The first project that received financial support under the policy, which board members established in January 2006, was the River House condominium tower built by Robert Grooters Development along the west bank of the Grand River on Bridge Street NW. When the DDA enacted the Development Support Policy, board members wanted to shore up new construction downtown and they required that a proposed development have a minimum private investment of $5 million to qualify.
Most of the projects proposed for downtown, though, are renovations of existing buildings, and can’t meet the minimum investment needed to be eligible for the program. So over the past few years, the board has waived the investment requirement for renovations, which have accounted for 11 of the 16 projects that have qualified. Rather than continue to offer waivers, the board dropped the minimum investment required to $1 million.

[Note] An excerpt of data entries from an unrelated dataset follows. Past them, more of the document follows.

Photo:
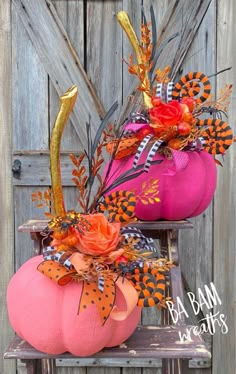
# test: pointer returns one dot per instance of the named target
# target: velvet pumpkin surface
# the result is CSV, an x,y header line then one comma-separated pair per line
x,y
186,184
46,315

“Below ($1 million), the amount of tax-increment that is collected is relatively minor,” said Fowler.
The first approval for a renovation under the revised policy came just minutes after the board made the changes. Doug Gulker, a broker, developer and owner of Fusion Properties in Grand Rapids, is part of 100 Commerce Development Co. LLC. He said his company wants to turn the long-vacant, four-story building at 100 Commerce Ave. SW into 32 market-rate apartments and first-floor retail.
The firm plans to invest more than $2 million into the project, which Gulker explained would help fill downtown’s void in one-bedroom apartments. “There is definitely a need for one-bedrooms. We’ll have some two-bedrooms and efficiencies, too,” he said.
The development firm asked the DDA for a $50,000 Building Reuse Grant, a program the board designed for projects like the one Gulker’s group is undertaking. But the company also asked for $100,000 in financial assistance, a figure that represents the tax-increment revenue the work will generate via the site’s increased property value once the project is completed. Normally, that revenue request is filled through the state brownfield program. But unlike most other sectors of a city, state law says that, in a DDA district, those dollars go to the board to be used to further the sector’s development instead of to a project’s developer.
DDA members, however, agreed to reimburse the firm and will honor its request for $100,000 through the Development Support Policy. They also awarded the project the reuse grant. John Byl, an attorney with Warner Norcross & Judd, represented the developer and said the state will give the project a Michigan Business Tax credit of 20 percent, which can be taken over seven years.
“We are hoping to have all of our incentive by the end of the year,” said Gulker. “We hope to start construction in February.”
The last renovation to receive a waiver under the policy occurred in September when the DDA awarded $27,000 in TIF funds to 68 Commerce LLC. The developer is investing $1 million into the project that will result in a new nightspot for the vacant building. The board also gave the firm a $50,000 reuse grant for façade improvements and other qualified items like a fire-suppression system. The project also qualifies for MBT credits through the brownfield program.
The state told city officials earlier this year that they had to provide more local financial support to go along with the tax credits Lansing gives to developers here, and Fowler said city officials passed that message on to the DDA.
The board also made several other changes to the policy. One puts a two-year expiration date on a project that receives funding under the program. The board retains the right to extend a deadline if it sees fit to do so. Fowler said of the 16 projects that have qualified, four are inactive and may not be built but were still listed under the policy. “By having an expiration date, that allows us to say, ‘It’s a dead project,’” he said.
Another exempts the personal property tax from a project’s tax-increment revenue calculation. “For most of these projects, it would exclude the personal property tax,” said Fowler. But board members can request that the tax be included in the calculation under certain circumstances.
“I want to make sure that we don’t find ourselves in a negative position,” said DDA counsel Dick Wendt, who doesn’t want the board to reimburse more tax revenue to a developer than the DDA receives from a project.
A third change gives the board the right to begin capturing tax dollars on the date the first tax payment is due following the completion of a project. The revisions were approved at the board’s October meeting.
The DDA explicitly offers developers and building owners three support programs: the areaway removal program, the building reuse program and the Development Support Policy. The latter has the largest budget at $900,000 for this fiscal year. Overall, the DDA has budgeted more than $3 million across 13 development support categories for fiscal year 2011.